An exciting opportunity has found it’s way to us at Ho‘okua‘āina! Some of you are aware that in our loʻi at Kapalai we use the mounded or puʻe puʻe style of growing kalo. The authors of the book Native Planters, considered the authority of traditional Hawaiian food crop cultivation, argue that the first settlers to Hawai‘i cultivated kalo in this style—as opposed to the predominant way that it is grown today, submerged in water. Our mentor, Uncle Earl Kawaʻa, who grew up farming kalo, acknowledges that we have been relearning this ancient method of growing through trial and error. From day one at Ho‘okua‘āina, we have been on a mission to gain back ancient knowledge that had been lost.

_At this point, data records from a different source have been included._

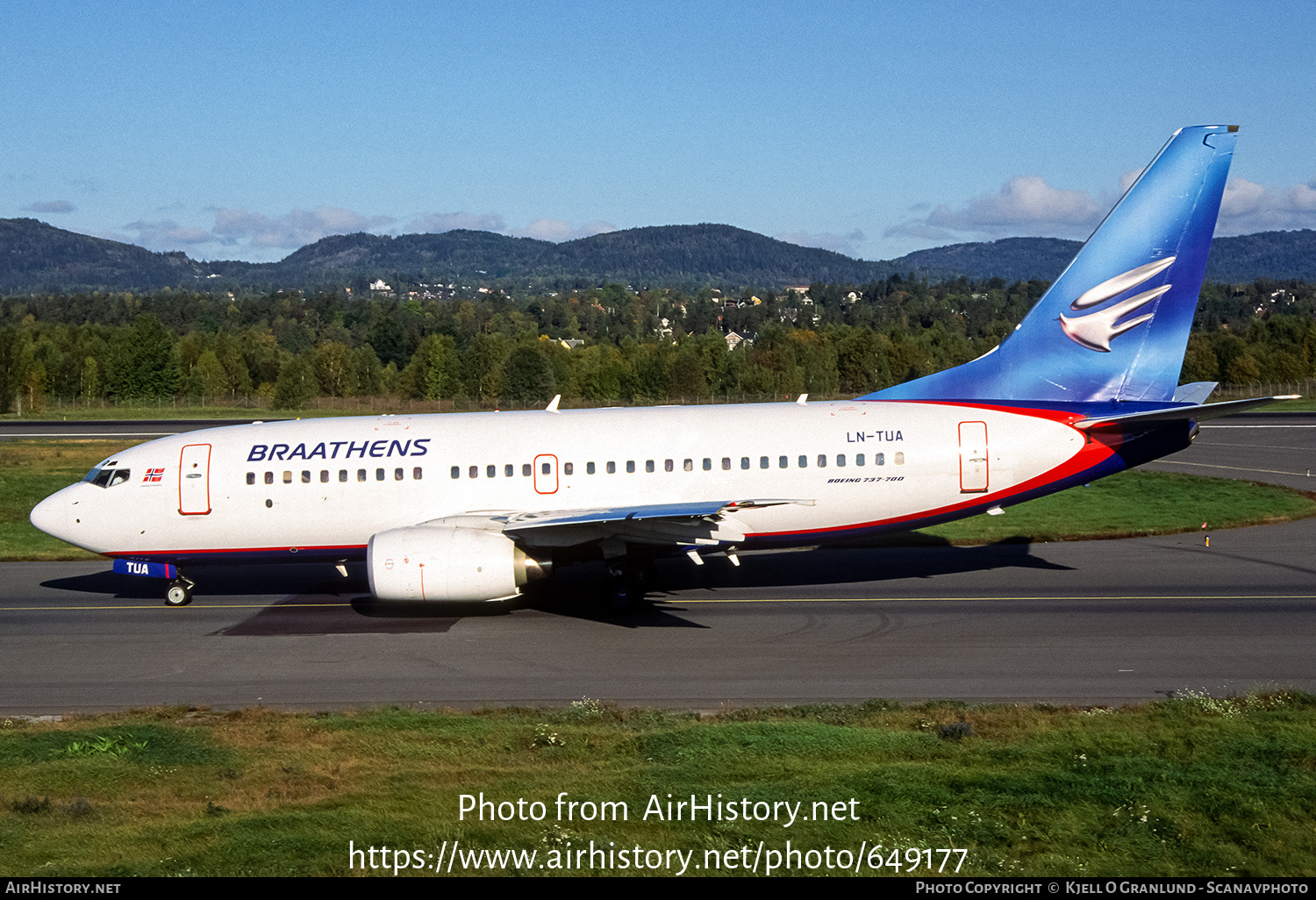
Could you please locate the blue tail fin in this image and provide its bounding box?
[862,125,1239,403]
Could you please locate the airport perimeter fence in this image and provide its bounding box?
[18,378,1316,416]
[20,394,853,416]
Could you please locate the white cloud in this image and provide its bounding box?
[407,212,507,234]
[890,170,1316,242]
[776,229,863,257]
[215,207,395,250]
[928,175,1105,237]
[508,218,618,244]
[28,200,78,213]
[124,218,215,252]
[884,174,1105,241]
[1216,178,1316,234]
[104,204,616,261]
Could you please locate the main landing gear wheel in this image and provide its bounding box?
[165,578,197,607]
[608,560,658,613]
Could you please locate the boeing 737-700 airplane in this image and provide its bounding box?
[32,125,1295,605]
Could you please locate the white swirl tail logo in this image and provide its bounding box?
[1061,257,1176,353]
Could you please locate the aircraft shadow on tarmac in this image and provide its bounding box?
[42,542,1068,636]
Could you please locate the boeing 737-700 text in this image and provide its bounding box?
[32,126,1290,605]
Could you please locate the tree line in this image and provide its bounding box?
[0,275,1316,412]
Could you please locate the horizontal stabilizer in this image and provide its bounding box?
[1174,382,1220,403]
[1074,394,1302,432]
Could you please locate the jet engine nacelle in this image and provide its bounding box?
[366,524,545,602]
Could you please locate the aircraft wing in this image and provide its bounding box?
[473,497,815,555]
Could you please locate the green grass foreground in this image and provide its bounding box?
[0,691,1316,878]
[0,439,1316,561]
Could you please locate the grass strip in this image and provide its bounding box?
[0,689,1316,878]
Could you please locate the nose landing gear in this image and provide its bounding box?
[165,575,197,607]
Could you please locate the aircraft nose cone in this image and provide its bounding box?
[29,491,70,539]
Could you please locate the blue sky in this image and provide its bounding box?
[0,0,1316,261]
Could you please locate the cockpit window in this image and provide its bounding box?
[83,466,133,487]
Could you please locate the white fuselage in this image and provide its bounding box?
[32,402,1108,561]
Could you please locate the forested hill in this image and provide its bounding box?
[0,218,1316,294]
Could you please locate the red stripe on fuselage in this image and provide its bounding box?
[749,400,1119,541]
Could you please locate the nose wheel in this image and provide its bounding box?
[165,575,197,607]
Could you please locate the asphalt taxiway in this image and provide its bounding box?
[0,415,1316,715]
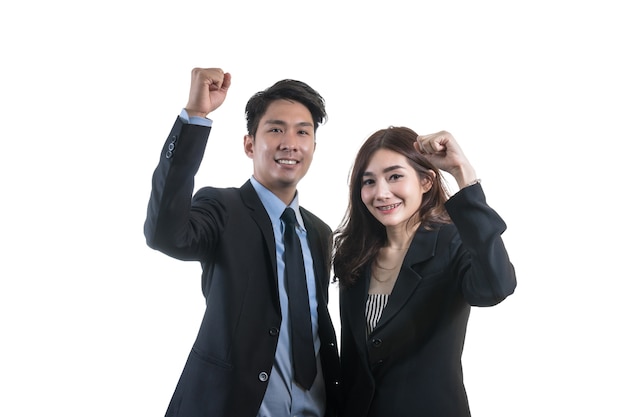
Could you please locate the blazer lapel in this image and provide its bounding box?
[370,226,438,333]
[240,180,280,311]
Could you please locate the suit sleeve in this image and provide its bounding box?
[446,184,517,306]
[144,117,216,260]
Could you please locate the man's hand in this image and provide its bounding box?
[185,68,230,117]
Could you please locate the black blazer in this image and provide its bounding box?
[340,185,516,417]
[144,119,339,417]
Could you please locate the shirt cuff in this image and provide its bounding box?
[180,108,213,127]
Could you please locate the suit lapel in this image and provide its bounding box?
[240,180,280,311]
[368,226,438,333]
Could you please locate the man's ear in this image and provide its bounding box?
[422,169,435,193]
[243,135,254,158]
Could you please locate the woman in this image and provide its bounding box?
[333,127,516,417]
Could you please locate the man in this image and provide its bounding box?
[144,68,339,417]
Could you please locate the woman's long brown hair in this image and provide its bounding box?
[333,127,450,287]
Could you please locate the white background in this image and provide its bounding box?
[0,0,626,417]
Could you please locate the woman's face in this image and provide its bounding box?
[361,149,431,228]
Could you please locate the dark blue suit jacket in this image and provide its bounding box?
[340,185,516,417]
[144,119,339,417]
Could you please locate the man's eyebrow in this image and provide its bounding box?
[264,119,313,127]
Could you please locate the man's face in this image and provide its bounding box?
[244,100,315,204]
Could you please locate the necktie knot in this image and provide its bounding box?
[280,207,298,226]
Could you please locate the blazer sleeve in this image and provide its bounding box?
[446,184,517,306]
[144,117,216,260]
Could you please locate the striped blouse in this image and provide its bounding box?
[365,294,389,336]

This past winter we were fascinated by an article in Hana Hou magazine about Rurutu, a tiny and remote island in French Polynesia where kalo is grown in the same mounded manner like we do. In addition, the people there pound kalo into poi exactly like Hawaiians, using the same implements, and they call it popoi! As far as we knew, Hawaii was unique in this regard. Coincidentally, months later, a young man named Tamatea whose family lives on Rurutu came to visit our lo‘i. Tamatea explained Rurutu’s thriving kalo culture and manner of eating it with every meal. After this intriguing conversation, we reached out to his uncle, Viriamu (the kalo farmer featured in the Hana Hou article) and began planning an expedition in search of lost ancient knowledge and important cultural connections vital to us as we search the past to find answers for our future.
For over 10 years we have been seeking knowledge of the ancient style of puʻe puʻe kalo cultivation, feeling almost like pioneers, and always wondering if what we are doing is correct. Going to Rurutu will enlighten and educate us on a tradition that has continued uninterrupted for 2,000 years, and affirm the path we are already on. Going there will allow us the opportunity to step back in time and experience a place where kalo is still the staple, and where the practice of pounding kalo into poi may have first begun. In short, this is an opportunity to reconnect to and build a relationship with others of a shared ancient heritage and bring that ʻike or knowledge back to share in Hawaii.